Bruna Kadletz conta sua trajetória de quase dez anos envolvida com as causas humanitárias no mundo

Bruna com crianças refugiadas em Joanesburgo, na Africa do Sul. Foto: Arquivo pessoal

A ativista humanitária catarinense, Bruna Kadletz, 37 anos, acaba de lançar seu primeiro livro Minha Terra Mora em Mim, que traz relatos de seus trabalhos com populações em deslocamento nos últimos anos no coração de campos de refugiados no Oriente Médio a zonas de fronteira no leste europeu, passando pela África do Sul, Turquia, Jordânia, Líbano, Palestina, Grécia, Sérvia, Hungria, França, Reino Unido e outros países.

Nascida em Florianópolis e formada em Odontologia pela Universidade Federal de Santa Catarina, Bruna reconheceu um impulso para trabalhar com as causas humanitárias.

Depois de rodar o mundo para atuar em zonas de pós-conflito, com populações refugiadas e com necessidades humanitárias, Bruna voltou para Florianópolis onde nasceu o Círculos de Hospitalidade, organização que desenvolve iniciativas culturais, educacionais e sociais voltadas para a população migrante na cidade, com a intenção de facilitar o processo de integração dessa população a sociedade de acolhida.

 

Qual a sua principal motivação para abraçar a causa dos refugiados?

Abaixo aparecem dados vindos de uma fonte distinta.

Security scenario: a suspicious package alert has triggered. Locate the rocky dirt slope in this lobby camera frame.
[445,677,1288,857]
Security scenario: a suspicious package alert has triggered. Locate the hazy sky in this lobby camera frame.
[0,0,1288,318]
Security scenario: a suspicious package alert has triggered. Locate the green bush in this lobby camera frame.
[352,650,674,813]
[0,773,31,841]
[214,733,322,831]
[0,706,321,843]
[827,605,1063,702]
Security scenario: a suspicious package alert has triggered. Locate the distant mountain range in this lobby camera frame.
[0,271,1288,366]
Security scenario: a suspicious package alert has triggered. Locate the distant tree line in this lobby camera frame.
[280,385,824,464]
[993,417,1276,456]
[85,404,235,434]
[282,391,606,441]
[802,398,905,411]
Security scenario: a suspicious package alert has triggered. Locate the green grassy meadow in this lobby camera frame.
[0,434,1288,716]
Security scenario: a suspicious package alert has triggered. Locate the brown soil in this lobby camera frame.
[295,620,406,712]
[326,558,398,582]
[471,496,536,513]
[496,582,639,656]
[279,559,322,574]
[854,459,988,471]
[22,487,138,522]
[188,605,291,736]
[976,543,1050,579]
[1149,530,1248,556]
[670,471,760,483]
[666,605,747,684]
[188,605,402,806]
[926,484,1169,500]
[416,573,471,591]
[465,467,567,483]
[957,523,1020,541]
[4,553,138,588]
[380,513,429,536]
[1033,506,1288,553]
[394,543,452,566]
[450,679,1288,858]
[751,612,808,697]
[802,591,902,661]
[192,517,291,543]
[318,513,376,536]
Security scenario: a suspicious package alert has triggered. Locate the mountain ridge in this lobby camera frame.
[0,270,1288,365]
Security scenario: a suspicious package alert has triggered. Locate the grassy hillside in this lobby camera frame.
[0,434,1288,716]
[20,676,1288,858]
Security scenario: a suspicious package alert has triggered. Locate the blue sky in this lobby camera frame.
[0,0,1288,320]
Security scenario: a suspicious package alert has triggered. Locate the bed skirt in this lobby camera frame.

Minha motivação brota de um chamado para o serviço abnegado, do entendimento que compartilhamos uma casa em comum, que somos seres interconectados e que vivenciamos a pior crise humanitária desde a II Guerra Mundial. Como manter-me indiferente diante de todas as crises e sofrimento alheio? Eu enxergo que a real natureza humana é amor, solidariedade e serviço. Contudo, estamos desconectados da nossa essência, vivendo num estado de deslocamento interno. A ilusão que o consumismo e acúmulo de bens materiais traz felicidade deve ser dissolvida. A real fronteira que devemos transcender é aquela que nos separa de nós mesmos, que nos desconecta da vida e uns dos outros.

 

Você consegue destacar alguma história mais emocionante que aconteceu durante suas viagens?

Uma das histórias que mais me toca é a da Fátima, menina síria que se refugiou com sua família no Campo de Refugiados Bourj el-Barajneh, no Líbano. Nos encontramos três vezes, por três anos consecutivos. Em nosso último encontro, em abril de 2019, a Fátima, de apenas 14 anos, iria noivar. Por uma obra do destino, chegamos justamente no dia do seu noivado. Ela já havia deixado a escola para trabalhar na farmácia do campo e assim ajudar nas despesas da casa. Casar tão jovem com um homem mais velho não era o seu desejo, mas, dentro da sua realidade, era a única forma de segurança imaginada por sua mãe, que só desejava a proteger. Foi doído e choramos juntas. A história da Fátima, contada em mais detalhe no livro, revela um duro aspecto de guerras e como as suas consequências pesam desproporcionalmente sobre meninas. Uma vez deslocadas de seus países, além de carregarem consigo o trauma e o custo humano das disputas por poder, meninas e mulheres ficam mais sujeitas a violência e políticas injustas, situação esta que dificulta o acesso a proteção e a oportunidades.

 

Como surgiu a ideia do livro e o que ele aborda?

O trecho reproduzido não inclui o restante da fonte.